Shanghai faces weeks, if not months, of slow recovery until economic activity can fully bounce back from the crippling Covid lockdown that began in March.
Based on the experiences of other Chinese cities like Wuhan in 2020 and Jilin earlier this year, it will take time for shops to reopen or factories to secure supplies and ramp up production. Labor shortages could emerge and the knock to business and consumer confidence will likely linger.
Even though the majority of Shanghai’s 25 million people are able to move freely in the city from Wednesday and some shops are resuming, many factories and businesses are still closed or operating below capacity. The world’s largest port in the city remains backed up and truck traffic is at about a quarter of pre-pandemic levels.
In Wuhan, it took until 2021 for the economy to recover from the damage sustained from the initial Covid-19 outbreak in 2020 and the more than two month lockdown that followed. And the economy of Xi’an took months to rebound from the lockdown that ended in late January this year: retail sales in the city through the end of March were down 15% on last year and in the whole province of Shaanxi it fell 2.4% this year through April, according to official data.

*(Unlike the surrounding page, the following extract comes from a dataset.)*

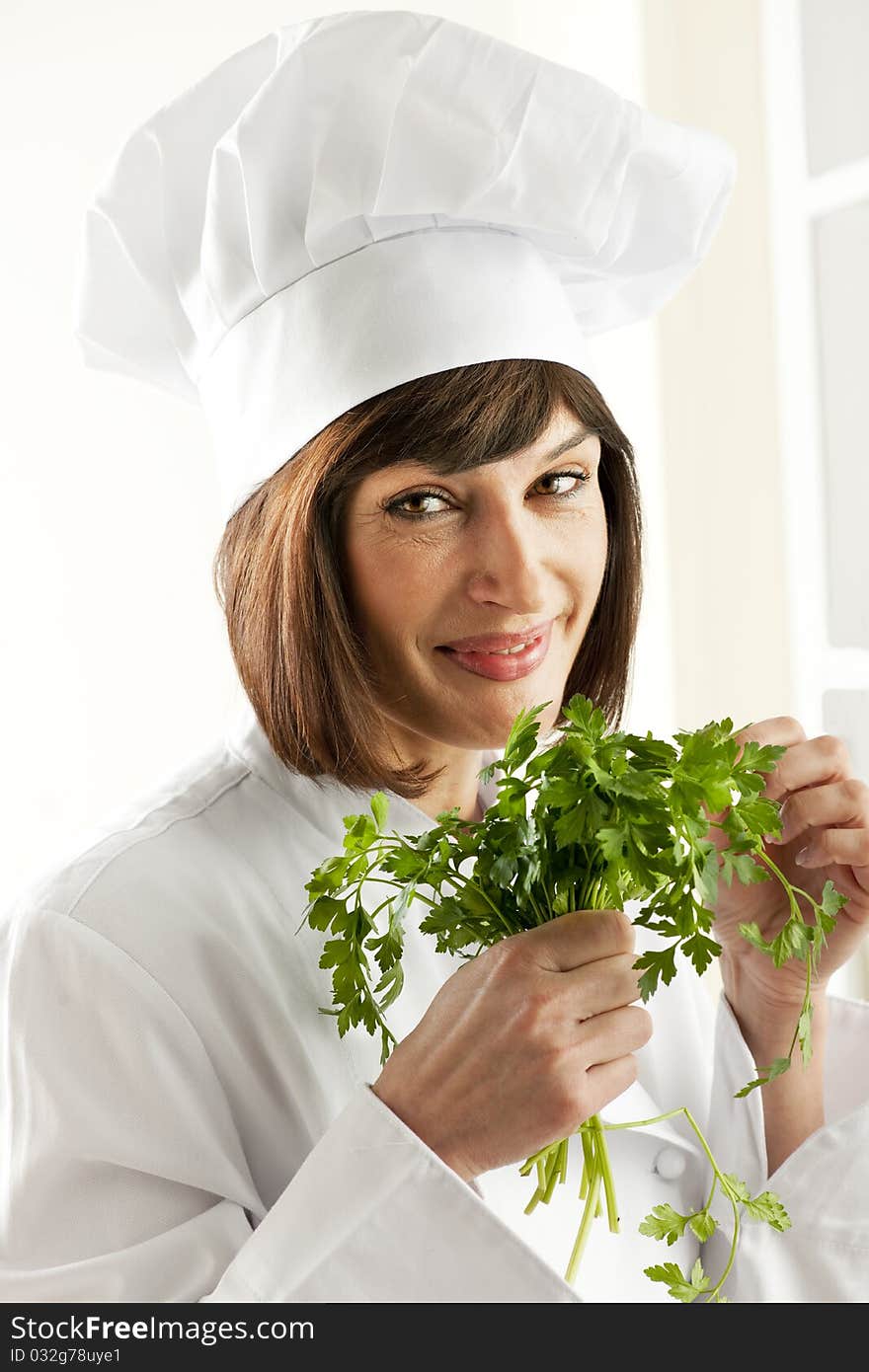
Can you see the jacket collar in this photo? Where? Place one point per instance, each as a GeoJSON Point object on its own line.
{"type": "Point", "coordinates": [247, 741]}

“We’re talking about long supply chains that have been disrupted for more than 8 weeks so it will take some time to stabilize,” said Eric Zheng president of the American Chamber of Commerce in Shanghai. The shutdown has been a “huge test” for global supply chains, he said, and while the government has been working on reducing transport bottlenecks, there are still restrictions on drivers crossing into Shanghai or leaving the city to go to other provinces.
While the Covid-19 outbreak in Shanghai wasn’t as severe as the one in Wuhan in 2020, Shanghai’s economy is bigger and it’s more connected to global supply chains than Wuhan. Shanghai and its surrounding provinces are one of China’s industrial heartlands, with car and electronics manufacturers located there to access the port. The effects on supply chains of the two-month shutdown have rippled across the country and around the world, impacting supplies of critical components.
“One of the biggest challenges is around inland logistics, in particular trucking to get goods from the factory to the port,” Heath Zarin, chief executive officer of logistics investment company EmergeVest, said in an interview with Bloomberg TV on Monday. The port is also backed up, with as many as 300,000 containers sitting on the docks, he said.
Long Recovery
The city’s government itself expects the recovery to take weeks at best, with Shanghai’s Vice Mayor Zong Ming saying in mid-May that authorities aimed to return to normal life and restore full production by mid-to-late June.
Truck traffic in Shanghai has started to gradually pick up as the city relaxes Covid restrictions for drivers, but it’s still less than 30% of the weekly average in 2019. Nationwide, truck traffic in the week ending May 29 was 21% below the same period last year, and trucking capacity in Jilin province is still not back to normal more than a month after the lockdown there officially ended.
“The overall situation is still critical” although there has been a steady improvement of logistics and a slow improvement of raw material supply recently, according to Maximilian Butek, the executive director of the German Chamber of Commerce in China, Shanghai. Adding to that problem, if all companies go back into production from June 1, “everyone will want to get products shipped out but also receive the cargo they were waiting for over weeks. This will cause heavy congestion at the ports and will last for at least a couple of weeks.”
Usually after an outbreak it takes 2-3 weeks for local traffic to gradually return to normal, a month for production to return to the level before the outbreak and about two weeks for the short-term impact on consumption to subside, according to a report on Tuesday from Haitong Securities.
A swift rebound in the economy will also depend on a recovery in consumption. Shanghai is one of the richest and most important consumer markets in the country, and the lockdown has decimated the sales of cars, luxury products, and everyday goods.
Like most of the financial aid China has rolled out during the pandemic, much of Shanghai’s recovery plan is focused on businesses and the production side of the economy. Households haven’t been given the kind of direct financial support, like cash handouts, that have cushioned consumers from the blow of Covid lockdowns in other countries like the U.S. and in Europe.
The city has now told the neighborhood committees to let people out of their homes, but there’s little clarity about when restaurants or shops can fully reopen and people can start working to recover the income lost since March. It will take time for movement around the city to recover as well — on Tuesday people took only 41,000 rides on the subway — well below the 9.8 million rides people took on average each day in 2021.
Barricades at entrances of tunnels, bridges and overpasses were removed and more flights are planned at the city’s airports, according to local media reports. The congestion level in the city rose 6% at 8:30 a.m. local time Wednesday from the peak level registered in the past 30 days, according to data by map service provider Baidu Inc.
With government stimulus and overseas and domestic demand, the city is well positioned to rebound, although due to the full quarter of lost growth it will be challenging for China to meet the annual growth target of around 5.5%, according to AmCham Shanghai’s president Zheng.
But any real comeback depends on what happens with the virus. With no change to the Covid Zero policy, a serious outbreak could once again plunge Shanghai or any other city in China into lockdown and decimate both the economy and people’s livelihoods.